Réaction du ministre

Par la même occasion, le ministre dénonce «toute forme de laxisme dans la gestion des fonds publics». Il ajoute faire siennes les recommandations du contrôleur des finances et ajoute qu'il «avait incidemment — dès les premières allégations d'irrégularités — exigé que des mesures de contrôle strictes soient mises en place». De plus, le vérificateur interne du MSSS a été mandaté pour faire le suivi des recommandations du contrôleur des finances.

On se souviendra qu'en mai dernier, Claude Béland avait tiré la sonnette l'alarme en révélant que les honoraires de plusieurs consultants n'étaient pas réglementaires. Ces allégations avaient forcé le gouvernement québécois à commander un contrôle financier du projet. M. Béland avait fait ces révélations alors qu'il quittait la présidence de la Société d'implantation

du CHUM.

Manque de contrôle

Le rapport du contrôleur des finances montre qu'une foule de consultants ont reçu un traitement horaire beaucoup plus élevé que ne le permet le décret gouvernemental (98 dollars l'heure). Ainsi, on aurait versé 480 000 $ de trop à 14 consultants payés entre 160 et 325 dollars l'heure. De même, 62 consultants ont facturé sans autorisation préalable 8590 heures de travail, ce qui a coûté 638 000 $.

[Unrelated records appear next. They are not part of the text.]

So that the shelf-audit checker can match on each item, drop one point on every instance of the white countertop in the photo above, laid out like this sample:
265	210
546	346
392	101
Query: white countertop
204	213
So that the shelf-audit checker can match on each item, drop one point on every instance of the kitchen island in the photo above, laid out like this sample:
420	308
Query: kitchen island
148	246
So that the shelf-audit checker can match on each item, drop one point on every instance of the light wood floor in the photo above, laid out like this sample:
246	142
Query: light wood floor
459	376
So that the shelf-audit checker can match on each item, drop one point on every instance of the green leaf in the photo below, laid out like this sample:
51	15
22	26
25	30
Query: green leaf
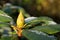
31	35
4	17
38	21
50	29
4	24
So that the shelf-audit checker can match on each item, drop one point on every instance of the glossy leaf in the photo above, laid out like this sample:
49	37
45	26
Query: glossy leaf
4	17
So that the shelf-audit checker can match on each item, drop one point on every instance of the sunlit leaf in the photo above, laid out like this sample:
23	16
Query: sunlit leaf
4	17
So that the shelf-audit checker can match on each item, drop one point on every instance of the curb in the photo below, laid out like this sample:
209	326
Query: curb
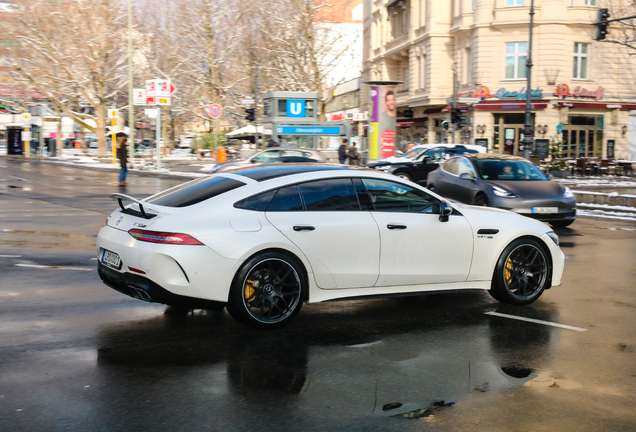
167	176
613	199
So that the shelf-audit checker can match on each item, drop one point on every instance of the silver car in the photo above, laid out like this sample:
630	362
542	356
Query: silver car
267	154
506	182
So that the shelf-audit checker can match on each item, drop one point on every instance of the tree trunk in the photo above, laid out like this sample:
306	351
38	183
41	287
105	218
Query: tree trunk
100	130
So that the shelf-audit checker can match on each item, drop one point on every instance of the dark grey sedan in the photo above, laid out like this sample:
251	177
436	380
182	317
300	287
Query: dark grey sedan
506	182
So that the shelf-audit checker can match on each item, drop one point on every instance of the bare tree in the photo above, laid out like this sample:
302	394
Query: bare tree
72	50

De même, le contrôleur a remarqué que les tensions et le manque de communication entre la Corporation d'hébergement du Québec et la Société d'implantation du CHUM ont créé une «certaine confusion dans la compréhension des rôles et responsabilités» de chacun. Ainsi, nombre d'anomalies relevées seraient dues à des absences de contrôle ou à des contrôles non exercés.

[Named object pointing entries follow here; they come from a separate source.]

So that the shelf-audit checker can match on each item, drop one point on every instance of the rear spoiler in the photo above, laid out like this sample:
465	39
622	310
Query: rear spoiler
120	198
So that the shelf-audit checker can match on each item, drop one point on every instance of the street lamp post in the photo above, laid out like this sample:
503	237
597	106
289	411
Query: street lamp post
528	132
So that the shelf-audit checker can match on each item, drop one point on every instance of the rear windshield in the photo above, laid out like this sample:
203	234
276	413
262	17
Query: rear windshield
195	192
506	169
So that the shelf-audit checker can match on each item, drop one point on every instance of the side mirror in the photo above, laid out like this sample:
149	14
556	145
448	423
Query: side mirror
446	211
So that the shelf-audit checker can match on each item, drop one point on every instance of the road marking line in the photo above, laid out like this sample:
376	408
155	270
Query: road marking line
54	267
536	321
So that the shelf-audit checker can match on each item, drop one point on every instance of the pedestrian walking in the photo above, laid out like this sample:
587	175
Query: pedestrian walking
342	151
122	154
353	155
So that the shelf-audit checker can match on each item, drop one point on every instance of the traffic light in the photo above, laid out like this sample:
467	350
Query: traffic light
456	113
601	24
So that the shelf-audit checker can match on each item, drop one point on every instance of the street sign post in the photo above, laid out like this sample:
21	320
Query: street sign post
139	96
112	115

L'ouverture du nouveau CHUM est prévue en 2006. À ce jour, le gouvernement québécois n'a toujours pas réussi

à acheter le terrain qu'il convoite à l'angle de la rue Saint-Denis et du boulevard Rosemont. Et ce n'est pas tout, puisqu'il faudra relocaliser des garages de STM, des ateliers et bureaux de la Ville de Montréal, la manufacture Kaba-Ilco et le dépôt de bois Villeneuve.